Data, especially numerical data, is a powerful tool to have if you know what to do with it; graphs are one way to present data or information in an organized manner, provided the kind of data you're working with lends itself to the kind of analysis you need.
Often, statisticians, instructors and others are curious about the distribution of data. For example, if the data is a set of chemistry test results, you might be curious about the difference between the lowest and the highest scores or about the fraction of test-takers occupying the various "slots" between these extremes.
Frequency distributions are a powerful tool for scientists, especially (but not only) when the data tends to cluster around a mean or average smack-dab between the right and left sides of the graph. This is the familiar "bell-shaped curve" of normally distributed data.
What Is a Frequency Distribution?
A frequency distribution is a table that includes intervals of data points, called classes, and the total number of entries in each class. The frequency f of each class is just the number of data points it has. The limiting points of each class are called the lower class limit and the upper class limit, and the class width is the distance between the lower (or higher) limits of successive classes. It is not the difference between the higher and lower limits of the same class.
The range is the difference between the lowest and highest values in the table or on its corresponding graph.
When creating a grouped frequency distribution, you start with the principle that you will use between five and 20 classes.

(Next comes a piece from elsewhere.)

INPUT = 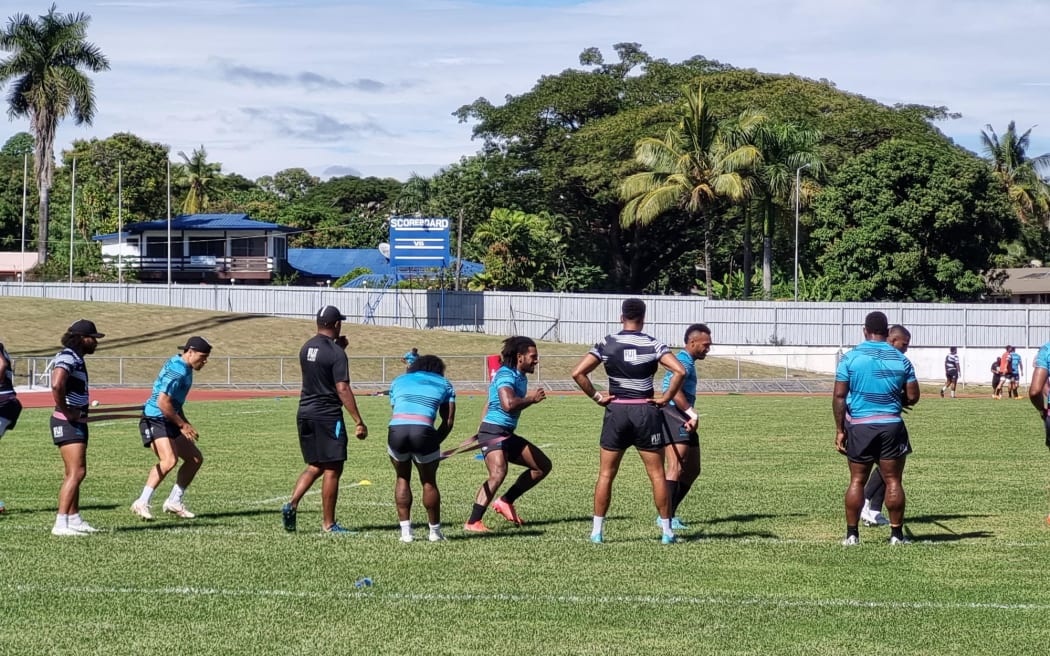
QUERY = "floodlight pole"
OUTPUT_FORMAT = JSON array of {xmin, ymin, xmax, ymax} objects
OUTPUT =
[{"xmin": 795, "ymin": 164, "xmax": 811, "ymax": 302}]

These classes must have the same width, or span or numerical value, for the distribution to be valid. Once you determine the class width (detailed below), you choose a starting point the same as or less than the lowest value in the whole set.
General Guidelines for Determining Classes
As noted, choose between five and 20 classes; you would usually use more classes for a larger number of data points, a wider range or both. In addition, follow these guidelines:
- The class width should be an odd number. This will assure that the class midpoints are integer numbers rather than decimal numbers.
- Every data value must fall into exactly one class. None are ignored, and none can be included in more than one class.
- The classes must be continuous, meaning that you have to include even those classes that have no entries. (Exceptions are made at the extremes; if you are left with an empty first or an empty last class class, exclude it).
- As stated, the classes must be equal in width. The first and last classes are again exceptions, as these can be, for example, any value below a certain number at the low end or any value above a certain number at the high end,
In a properly constructed frequency distribution, the starting point plus the number of classes times the class width must always be greater than the maximum value.
Class Width Examples
A professor had students keep track of their social interactions for a week. The number of social interactions over the week is shown in the following grouped frequency distribution. What is the class midpoint for each class?
Class Frequency (f)
- 0–7: 7
- 8–14: 37
- 15–21: 32
- 22–28: 21
- 29–35: 3
The class width was chosen in this instance to be seven. Given a range of 35 and the need for an odd number for class width, you get five classes with a range of seven. The midpoints are 4, 11, 18, 25 and 32.